Yesterday, the issue of separation of the powers of state was raised in Parliament when President Zuma suggested that the judiciary should not interfere with policy decisions taken by the executive, and that it was the sole discretion of the executive to decide on government policy.
However, if executive action infringes on the Constitution in any way, recourse can and must be sought through the courts.
Yesterday in Parliament, I referred to an address given by Chief Justice Ngcobo at UCT last year, during which he postulated the concept of constitutional dialogue between the three branches of state. He said that this should be the defining feature of the distinct South African doctrine of the separation of the powers. In his view, criticisms directed at the judiciary from time to time, usually triggered by a judgement perceived to stray onto another branch's turf, miss the point that a certain tension is to be expected when the Constitution assigns each branch its role, but contemplates some encroachment of one upon the other.

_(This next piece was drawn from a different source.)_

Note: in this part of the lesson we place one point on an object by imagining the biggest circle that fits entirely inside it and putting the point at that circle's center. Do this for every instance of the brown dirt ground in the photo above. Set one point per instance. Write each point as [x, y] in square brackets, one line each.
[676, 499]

The president yesterday reiterated the remarks he made at the July Judicial Conference on the encroachment of one branch of state on the terrain of the other. At that conference, Judge Arthur Chaskalson said that he saw no assault on the judiciary in the remarks. I say, as Judge Ngcobo does, that tension must not necessarily be seen as conflict.
However, we will approach the courts whenever our constitutional rights are at issue, and it was beneath the President and the House of Assembly to suggest that we do so when we cannot win elections.
Judge Ngcobo has said that dialogue should aim to harmonise relations in the structural unit built by the Constitution to keep it from falling apart. While I believe that putting this harmonisation in the framework of cooperative governance is taking a good thing too far, I think that the concept of constitutional dialogue will be one of his great legacies.